There are many more commands in awk, all of which are listed in info awk, along with useful built-in variables (like the field separator).

Useful built-in variables

NF       - number of fields in the current input record
NR       - current record number (all files)
FNR      - current record number (in the current file)
FILENAME - current file name
RS       - input record separator (default newline)
FS       - input field separator (default space)

Useful functions

gsub(r, s, [t])    - for pattern r in string t (if t is not specified, use the whole of the current record) replace with s and return the number of substitutions
sub(r, s, [t])     - same as gsub, but only performs one substitution and then stops
length(s)          - returns the length of string s
index(s, t)        - returns the index of string t in string s (starting at 1), or 0 if string t is not found
print{expressions} - prints the expressions specified separated by the OFS (output field separator)
tolower(s)         - converts string s to lowercase
toupper(s)         - converts string s to uppercase
strtonum(s)        - converts string s to a number (assumes octal if it begins with 0, assumes hexadecimal if it begins with 0x or 0X)
substr(s, i, [n])  - returns the substring in string s beginning at position i which is at most n characters long (if n isn't specified, continues until the end of s)

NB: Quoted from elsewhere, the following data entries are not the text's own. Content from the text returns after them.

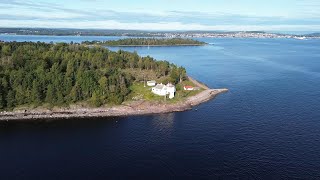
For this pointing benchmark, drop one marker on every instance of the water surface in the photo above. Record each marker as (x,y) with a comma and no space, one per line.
(266,127)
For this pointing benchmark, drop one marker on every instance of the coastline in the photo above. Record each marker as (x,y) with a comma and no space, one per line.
(147,45)
(129,109)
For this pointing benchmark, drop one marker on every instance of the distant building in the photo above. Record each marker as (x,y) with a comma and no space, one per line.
(151,83)
(163,90)
(188,88)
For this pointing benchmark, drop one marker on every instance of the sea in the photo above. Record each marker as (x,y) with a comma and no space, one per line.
(266,127)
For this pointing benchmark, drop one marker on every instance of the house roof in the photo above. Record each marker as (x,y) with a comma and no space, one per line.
(159,86)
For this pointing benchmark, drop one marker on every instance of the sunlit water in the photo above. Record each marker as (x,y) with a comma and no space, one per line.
(266,127)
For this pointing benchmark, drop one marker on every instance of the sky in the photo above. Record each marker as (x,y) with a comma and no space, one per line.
(226,15)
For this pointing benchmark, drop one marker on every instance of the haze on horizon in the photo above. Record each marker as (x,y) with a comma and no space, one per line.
(228,15)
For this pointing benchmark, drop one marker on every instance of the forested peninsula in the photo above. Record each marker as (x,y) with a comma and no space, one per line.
(148,42)
(41,80)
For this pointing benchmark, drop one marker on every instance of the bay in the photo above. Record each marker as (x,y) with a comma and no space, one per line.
(266,127)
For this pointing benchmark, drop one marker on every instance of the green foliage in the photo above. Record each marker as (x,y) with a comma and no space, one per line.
(60,74)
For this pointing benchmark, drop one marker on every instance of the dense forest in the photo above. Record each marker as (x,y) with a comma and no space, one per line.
(61,74)
(147,42)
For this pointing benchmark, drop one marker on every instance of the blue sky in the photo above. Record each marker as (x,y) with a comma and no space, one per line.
(230,15)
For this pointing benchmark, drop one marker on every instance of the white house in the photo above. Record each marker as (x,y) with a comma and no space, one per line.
(188,88)
(162,90)
(151,83)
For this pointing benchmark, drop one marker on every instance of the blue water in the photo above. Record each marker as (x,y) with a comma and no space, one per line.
(266,127)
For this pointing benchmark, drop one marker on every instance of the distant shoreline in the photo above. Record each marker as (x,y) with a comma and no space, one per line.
(129,109)
(153,45)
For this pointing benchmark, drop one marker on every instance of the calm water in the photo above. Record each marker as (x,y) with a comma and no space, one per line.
(266,127)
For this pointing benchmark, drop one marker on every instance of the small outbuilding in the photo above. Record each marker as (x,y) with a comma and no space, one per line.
(151,83)
(188,88)
(163,90)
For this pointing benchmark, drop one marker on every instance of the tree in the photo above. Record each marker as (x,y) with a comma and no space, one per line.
(95,100)
(50,95)
(10,99)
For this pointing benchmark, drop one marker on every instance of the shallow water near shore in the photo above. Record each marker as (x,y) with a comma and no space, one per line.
(266,127)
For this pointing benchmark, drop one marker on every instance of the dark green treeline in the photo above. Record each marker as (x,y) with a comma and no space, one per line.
(61,74)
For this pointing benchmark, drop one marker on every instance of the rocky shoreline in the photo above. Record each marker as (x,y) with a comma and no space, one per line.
(132,108)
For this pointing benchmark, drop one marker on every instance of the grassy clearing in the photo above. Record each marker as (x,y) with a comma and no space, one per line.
(139,92)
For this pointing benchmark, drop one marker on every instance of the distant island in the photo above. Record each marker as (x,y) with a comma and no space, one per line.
(144,33)
(42,80)
(148,42)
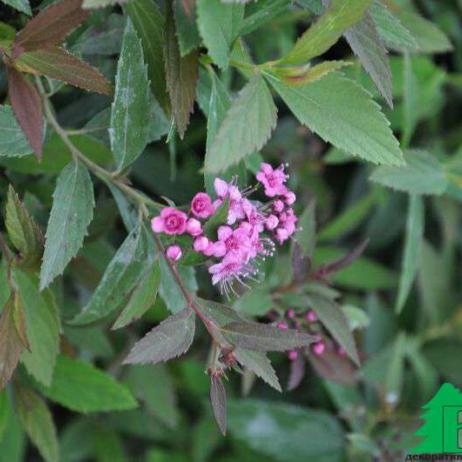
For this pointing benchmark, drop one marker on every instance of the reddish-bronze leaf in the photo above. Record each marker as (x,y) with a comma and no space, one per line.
(27,106)
(218,402)
(10,343)
(182,73)
(57,63)
(50,26)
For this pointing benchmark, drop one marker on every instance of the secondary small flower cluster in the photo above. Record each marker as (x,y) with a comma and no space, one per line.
(248,232)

There are also numerous mathematical and I/O functions which are documented in info awk.

BEGIN and END

There are two special patterns which aren't compared against the input, their commands are executed (sensibly enough) before and after all of the other awk commands. These are BEGIN and END. Simply place these in place of the pattern and their commands will operate at the appropriate time.

info awk

awk has plenty more features, all of which can be found in the info file or with Googling, so the above is very much a brief introduction, have a look at info awk.